Home Technologie et scienceLes robots chirurgicaux font un pas vers des opérations entièrement autonomes

Les robots chirurgicaux font un pas vers des opérations entièrement autonomes

by Thomas Caron

Un robot chirurgical opérant sur un cochon mort

Université Juo-Tung Chen / Johns Hopkins

Un robot propulsé par l’IA a pu retirer une vésicule biliaire d’un cochon mort dans ce que les chercheurs affirment être la première chirurgie réaliste d’une machine sans intervention humaine.

Le robot est propulsé par un système d’IA à deux niveaux formé sur 17 heures de vidéo englobant 16 000 requêtes effectuées dans les opérations par des chirurgiens humains. Lorsqu’il est mis au travail, la première couche du système AI regarde la vidéo à partir d’un endoscope surveillant la chirurgie et émet des instructions en langage simple, telles que «Clip the Second Gualin», tandis que la deuxième couche AI transforme chaque instruction en mouvements d’outil tridimensionnels.

En tout, la chirurgie de la vésicule biliaire nécessitait 17 tâches distinctes.

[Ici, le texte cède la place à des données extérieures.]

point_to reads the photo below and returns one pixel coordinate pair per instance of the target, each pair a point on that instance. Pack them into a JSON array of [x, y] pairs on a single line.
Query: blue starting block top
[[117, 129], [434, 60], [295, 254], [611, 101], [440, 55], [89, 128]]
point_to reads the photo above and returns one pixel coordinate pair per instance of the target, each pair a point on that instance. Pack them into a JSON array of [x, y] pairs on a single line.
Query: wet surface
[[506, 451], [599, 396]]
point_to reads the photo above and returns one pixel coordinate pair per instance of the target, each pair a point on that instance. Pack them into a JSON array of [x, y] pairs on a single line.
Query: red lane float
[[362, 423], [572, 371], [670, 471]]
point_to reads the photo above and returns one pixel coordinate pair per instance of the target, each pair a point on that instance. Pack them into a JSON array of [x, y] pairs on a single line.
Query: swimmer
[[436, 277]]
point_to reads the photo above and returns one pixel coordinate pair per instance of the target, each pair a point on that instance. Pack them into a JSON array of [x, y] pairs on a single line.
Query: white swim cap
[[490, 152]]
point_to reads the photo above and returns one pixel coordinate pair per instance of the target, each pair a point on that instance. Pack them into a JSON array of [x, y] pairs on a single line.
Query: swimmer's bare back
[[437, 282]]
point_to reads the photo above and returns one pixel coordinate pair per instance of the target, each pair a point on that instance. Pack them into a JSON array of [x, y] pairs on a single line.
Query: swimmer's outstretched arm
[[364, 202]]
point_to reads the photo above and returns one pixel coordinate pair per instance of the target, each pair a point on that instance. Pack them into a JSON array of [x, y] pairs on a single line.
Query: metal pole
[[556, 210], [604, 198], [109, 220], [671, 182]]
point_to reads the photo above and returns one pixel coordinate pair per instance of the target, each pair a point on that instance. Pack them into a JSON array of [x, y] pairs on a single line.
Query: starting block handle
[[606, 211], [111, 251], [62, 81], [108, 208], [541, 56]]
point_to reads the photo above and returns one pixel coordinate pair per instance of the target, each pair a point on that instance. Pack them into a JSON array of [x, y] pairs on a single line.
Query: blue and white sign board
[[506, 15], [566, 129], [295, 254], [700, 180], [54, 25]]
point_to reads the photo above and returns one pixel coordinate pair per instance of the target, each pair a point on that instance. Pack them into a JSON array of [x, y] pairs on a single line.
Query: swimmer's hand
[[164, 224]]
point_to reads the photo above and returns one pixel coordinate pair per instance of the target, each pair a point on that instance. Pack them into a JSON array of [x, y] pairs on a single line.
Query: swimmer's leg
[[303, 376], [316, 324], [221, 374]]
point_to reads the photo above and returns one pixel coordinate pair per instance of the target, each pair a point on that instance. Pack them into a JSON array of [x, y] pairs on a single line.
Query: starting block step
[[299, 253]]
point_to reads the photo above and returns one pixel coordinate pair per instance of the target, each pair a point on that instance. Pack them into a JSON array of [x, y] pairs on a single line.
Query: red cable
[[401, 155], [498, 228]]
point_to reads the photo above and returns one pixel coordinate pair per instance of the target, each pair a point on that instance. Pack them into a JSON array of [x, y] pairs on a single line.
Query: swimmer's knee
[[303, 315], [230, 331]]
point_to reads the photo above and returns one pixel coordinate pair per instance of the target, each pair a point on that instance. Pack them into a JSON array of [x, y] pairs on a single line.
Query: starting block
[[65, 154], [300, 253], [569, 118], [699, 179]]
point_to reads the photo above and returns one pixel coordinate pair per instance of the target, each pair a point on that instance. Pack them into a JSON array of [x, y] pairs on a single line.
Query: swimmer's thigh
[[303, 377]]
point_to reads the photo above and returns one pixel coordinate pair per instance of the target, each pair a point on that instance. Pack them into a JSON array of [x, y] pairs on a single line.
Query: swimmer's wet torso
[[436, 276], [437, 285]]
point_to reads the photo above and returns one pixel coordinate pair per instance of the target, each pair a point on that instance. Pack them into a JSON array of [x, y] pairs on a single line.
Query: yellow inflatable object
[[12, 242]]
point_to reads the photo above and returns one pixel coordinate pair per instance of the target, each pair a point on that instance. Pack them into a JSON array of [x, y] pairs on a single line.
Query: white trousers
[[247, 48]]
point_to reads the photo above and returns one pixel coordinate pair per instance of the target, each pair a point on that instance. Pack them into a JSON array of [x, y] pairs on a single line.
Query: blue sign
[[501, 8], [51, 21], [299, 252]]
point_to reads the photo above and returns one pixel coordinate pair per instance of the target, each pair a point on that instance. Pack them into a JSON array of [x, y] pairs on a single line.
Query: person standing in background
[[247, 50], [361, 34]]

Le système robotique a effectué l’opération huit fois, obtenant un succès à 100% dans toutes les tâches.

«La technologie robotique chirurgicale actuelle a rendu certaines procédures moins invasives, mais les taux de complications n’ont pas vraiment chuté du laparoscopique précédent [keyhole] chirurgie [by human surgeons]», Dit un membre de l’équipe Axel Krieger à l’Université Johns Hopkins dans le Maryland. «Cela nous a fait regarder quelle est la prochaine génération de systèmes robotiques qui peuvent aider les patients et les chirurgiens.»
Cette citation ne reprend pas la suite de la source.